The European judges made clear that in their view the EU data protection directive already established a "right to be forgotten". This appears to pre-empt lengthy negotiations within the EU over a new data protection directive which could establish a limited "right to be forgotten".

The judges said they had found that the inclusion of links in the Google results related to an individual who wanted them removed "on the grounds that he wishes the information appearing on those pages relating to him personally to be 'forgotten' after a certain time" was incompatible with the existing data protection law.

They said the data that had to be erased could "appear to be inadequate, irrelevant or no longer relevant or excessive … in the light of the time that had elapsed". They added that even accurate data that had been lawfully published initially could "in the course of time become incompatible with the directive".

In technical terms the ruling establishes that a search engine such as Google must be regarded as a "data controller" under the data protection laws in those EU countries where it establishes a branch to promote and sell advertising.

They also made clear that there is a balancing public interest defence against deletion, especially if the individual is involved in public life. But the judges say that it is the role of a search engine in being able to create a "ubiquitous" list of results that can easily provide a 'more or less detailed' profile of the private life an individual that "heightens" the interference with privacy rights.

The case is the first of more than 200 cases in the pipeline against Google in which Spanish citizens want the search engine to delete personal information about them from their search results.
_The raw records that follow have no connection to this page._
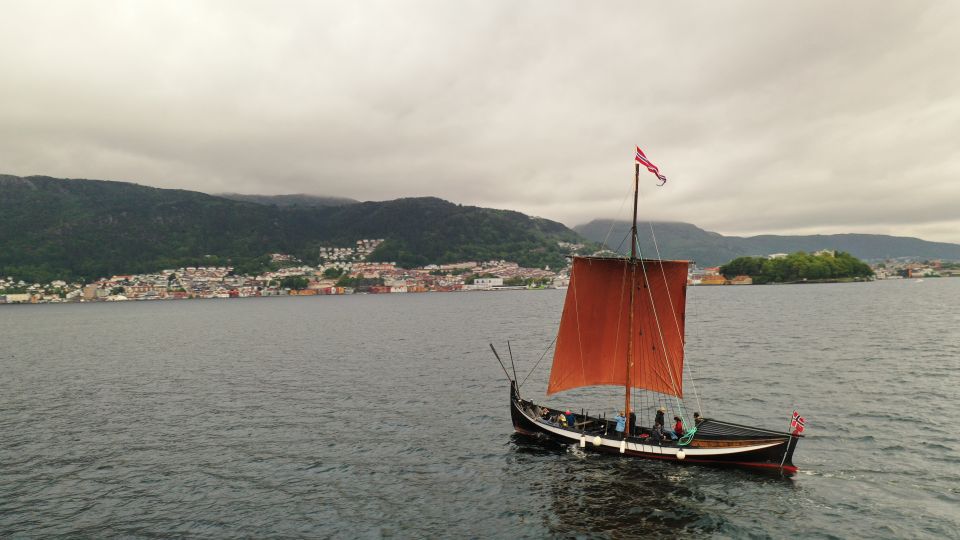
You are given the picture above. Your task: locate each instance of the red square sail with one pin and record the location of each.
(592, 341)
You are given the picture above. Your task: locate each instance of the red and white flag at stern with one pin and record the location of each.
(798, 423)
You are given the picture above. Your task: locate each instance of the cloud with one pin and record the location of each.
(813, 117)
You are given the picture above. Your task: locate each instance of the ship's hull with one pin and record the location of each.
(715, 443)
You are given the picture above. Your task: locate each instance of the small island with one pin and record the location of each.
(825, 266)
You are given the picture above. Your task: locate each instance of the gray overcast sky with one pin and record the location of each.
(767, 117)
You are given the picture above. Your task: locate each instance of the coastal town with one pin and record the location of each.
(347, 270)
(342, 270)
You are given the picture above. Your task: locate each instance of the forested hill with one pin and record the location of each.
(298, 199)
(54, 228)
(686, 241)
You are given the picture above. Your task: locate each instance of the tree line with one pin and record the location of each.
(799, 266)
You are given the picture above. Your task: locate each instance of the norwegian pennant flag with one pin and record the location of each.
(798, 423)
(642, 159)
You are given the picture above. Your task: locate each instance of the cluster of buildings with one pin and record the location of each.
(907, 269)
(711, 276)
(339, 266)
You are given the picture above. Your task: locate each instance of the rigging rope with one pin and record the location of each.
(538, 362)
(663, 343)
(676, 320)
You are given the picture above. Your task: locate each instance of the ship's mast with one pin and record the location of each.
(633, 286)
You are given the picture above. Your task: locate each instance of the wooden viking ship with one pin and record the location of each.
(623, 325)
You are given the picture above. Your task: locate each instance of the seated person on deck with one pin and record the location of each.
(621, 423)
(678, 430)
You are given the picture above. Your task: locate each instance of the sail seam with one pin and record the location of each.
(676, 320)
(656, 318)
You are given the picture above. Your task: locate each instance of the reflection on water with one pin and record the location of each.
(595, 494)
(386, 416)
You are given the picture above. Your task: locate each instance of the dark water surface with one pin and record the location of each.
(386, 416)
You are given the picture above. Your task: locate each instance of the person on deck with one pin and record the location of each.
(658, 421)
(656, 434)
(677, 428)
(621, 423)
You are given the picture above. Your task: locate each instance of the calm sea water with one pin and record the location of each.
(387, 416)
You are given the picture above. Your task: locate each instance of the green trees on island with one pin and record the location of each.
(799, 266)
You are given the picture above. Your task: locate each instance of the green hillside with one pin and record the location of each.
(686, 241)
(84, 229)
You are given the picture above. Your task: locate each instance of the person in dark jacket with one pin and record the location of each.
(658, 421)
(677, 427)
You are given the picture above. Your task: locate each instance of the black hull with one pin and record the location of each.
(715, 443)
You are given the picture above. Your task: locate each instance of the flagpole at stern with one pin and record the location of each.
(633, 272)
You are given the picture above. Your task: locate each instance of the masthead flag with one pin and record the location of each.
(642, 159)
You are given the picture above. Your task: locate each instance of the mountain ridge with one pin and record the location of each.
(707, 248)
(53, 228)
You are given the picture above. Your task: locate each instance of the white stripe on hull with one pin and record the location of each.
(614, 444)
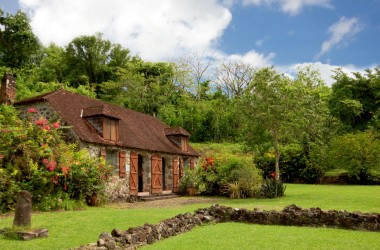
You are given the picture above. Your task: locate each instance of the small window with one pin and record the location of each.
(184, 143)
(112, 158)
(110, 129)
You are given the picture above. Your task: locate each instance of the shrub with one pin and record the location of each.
(190, 179)
(296, 165)
(233, 176)
(34, 157)
(358, 153)
(272, 188)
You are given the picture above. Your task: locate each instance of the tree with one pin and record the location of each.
(53, 64)
(358, 153)
(198, 66)
(267, 103)
(233, 77)
(19, 47)
(280, 111)
(87, 56)
(355, 100)
(144, 86)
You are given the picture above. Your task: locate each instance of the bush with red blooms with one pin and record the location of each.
(34, 157)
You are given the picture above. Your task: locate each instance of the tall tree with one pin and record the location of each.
(233, 77)
(280, 110)
(88, 56)
(268, 109)
(198, 66)
(19, 47)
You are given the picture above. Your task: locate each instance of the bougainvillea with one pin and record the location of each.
(34, 157)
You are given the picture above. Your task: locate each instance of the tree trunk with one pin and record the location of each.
(277, 154)
(23, 214)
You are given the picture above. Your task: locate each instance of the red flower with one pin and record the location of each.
(65, 170)
(32, 110)
(210, 161)
(56, 125)
(273, 175)
(41, 122)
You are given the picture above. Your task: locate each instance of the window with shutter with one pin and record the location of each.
(110, 129)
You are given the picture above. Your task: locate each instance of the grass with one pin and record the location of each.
(245, 236)
(74, 228)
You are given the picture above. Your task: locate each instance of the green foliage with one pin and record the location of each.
(190, 179)
(272, 188)
(33, 157)
(299, 164)
(19, 47)
(232, 174)
(358, 153)
(354, 100)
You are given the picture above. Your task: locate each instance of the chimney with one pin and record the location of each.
(8, 89)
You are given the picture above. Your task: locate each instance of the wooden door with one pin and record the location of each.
(180, 168)
(133, 176)
(156, 174)
(175, 175)
(122, 162)
(192, 163)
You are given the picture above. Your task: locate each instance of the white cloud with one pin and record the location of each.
(291, 7)
(254, 58)
(326, 70)
(340, 31)
(153, 29)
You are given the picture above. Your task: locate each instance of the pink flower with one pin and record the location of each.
(41, 122)
(56, 125)
(32, 110)
(51, 166)
(46, 127)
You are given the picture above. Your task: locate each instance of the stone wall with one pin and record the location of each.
(289, 216)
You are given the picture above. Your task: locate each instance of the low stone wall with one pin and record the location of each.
(289, 216)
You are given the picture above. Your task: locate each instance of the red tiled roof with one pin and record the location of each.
(176, 131)
(136, 130)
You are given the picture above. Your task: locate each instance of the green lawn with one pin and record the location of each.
(75, 228)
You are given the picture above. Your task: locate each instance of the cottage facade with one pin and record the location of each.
(148, 156)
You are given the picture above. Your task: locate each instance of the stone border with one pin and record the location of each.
(290, 216)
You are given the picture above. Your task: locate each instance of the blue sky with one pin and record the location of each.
(282, 33)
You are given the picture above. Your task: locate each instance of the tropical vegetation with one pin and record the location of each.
(293, 128)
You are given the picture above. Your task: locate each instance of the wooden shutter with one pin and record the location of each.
(180, 168)
(103, 153)
(106, 129)
(133, 176)
(192, 164)
(175, 174)
(122, 162)
(113, 129)
(156, 174)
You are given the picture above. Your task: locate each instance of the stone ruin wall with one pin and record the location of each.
(292, 215)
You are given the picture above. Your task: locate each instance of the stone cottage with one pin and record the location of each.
(148, 156)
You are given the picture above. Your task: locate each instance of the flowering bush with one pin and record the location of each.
(234, 176)
(34, 157)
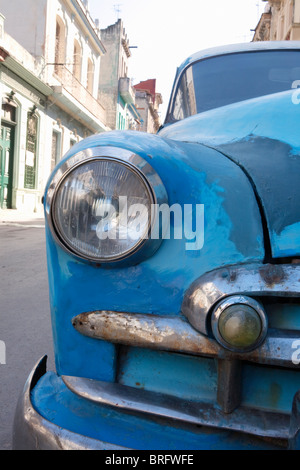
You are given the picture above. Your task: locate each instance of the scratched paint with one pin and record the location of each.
(157, 285)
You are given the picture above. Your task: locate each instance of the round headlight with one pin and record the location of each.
(101, 209)
(239, 323)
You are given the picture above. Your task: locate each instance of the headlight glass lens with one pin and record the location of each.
(102, 210)
(240, 326)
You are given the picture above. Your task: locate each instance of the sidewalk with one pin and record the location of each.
(17, 217)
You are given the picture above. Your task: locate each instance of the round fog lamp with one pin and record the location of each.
(239, 324)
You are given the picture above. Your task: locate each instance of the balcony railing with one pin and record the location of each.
(79, 92)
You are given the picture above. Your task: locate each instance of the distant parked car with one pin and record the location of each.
(174, 271)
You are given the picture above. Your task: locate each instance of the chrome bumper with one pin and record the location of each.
(32, 432)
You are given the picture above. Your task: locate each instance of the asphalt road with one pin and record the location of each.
(25, 327)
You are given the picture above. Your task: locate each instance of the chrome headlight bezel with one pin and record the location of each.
(246, 301)
(142, 169)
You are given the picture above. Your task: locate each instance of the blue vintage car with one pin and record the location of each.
(174, 271)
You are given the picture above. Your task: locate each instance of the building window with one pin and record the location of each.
(90, 76)
(77, 61)
(55, 151)
(30, 157)
(59, 47)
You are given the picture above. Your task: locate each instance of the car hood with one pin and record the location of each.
(262, 137)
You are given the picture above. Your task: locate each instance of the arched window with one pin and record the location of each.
(90, 76)
(60, 45)
(77, 60)
(31, 151)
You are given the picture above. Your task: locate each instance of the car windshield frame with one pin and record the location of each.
(278, 75)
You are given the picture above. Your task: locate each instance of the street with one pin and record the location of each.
(25, 331)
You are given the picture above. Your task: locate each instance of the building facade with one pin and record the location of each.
(50, 55)
(115, 87)
(279, 22)
(147, 104)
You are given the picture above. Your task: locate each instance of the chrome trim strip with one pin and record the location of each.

The ruling makes clear that a search engine such as Google has to take responsibility as a "data controller" for the content that it links to and may be required to purge its results even if the material was previously published legally. Data protection lawyers said the ruling meant that Google could no longer be regarded legally as a "neutral intermediary"

The EU judges pointed out that they were requiring Google to remove its links to two pages on La Vanguardia's website even though the Spanish data protection agency had rejected Costeja González's complaint against the newspaper and said it had published the information about him lawfully.

Legal experts said the ruling could give the go-ahead to deletion requests of material including photographs of embarrassing teenage episodes and even insults on social media websites and could lead to a rethink in the way they handle links to content on the web.

The EU justice commissioner, Viviane Reding, welcomed the court's decision, saying it was a clear victory for the protection of the personal data of Europeans. "The ruling confirms the need to bring today's data protection rules from the 'digital stone age' into today's modern computing world," she said in a post on Facebook.

Google said: "This is a disappointing ruling for search engines and online publishers in general. We are very surprised that it differs so dramatically from the advocate general's opinion and the warnings and consequences that he spelled out. We now need to take time to analyse the implications."

The British justice secretary, Chris Grayling, has been a leading opponent of Reding's proposals for an explicit EU "right to be forgotten".The Ministry of Justice has estimated that the European commission's proposals could cost British businesses, which include many leading data and tech firms, £360m a year. The information commissioner has called the "right to be forgotten" proposals "a regime that no one will pay for".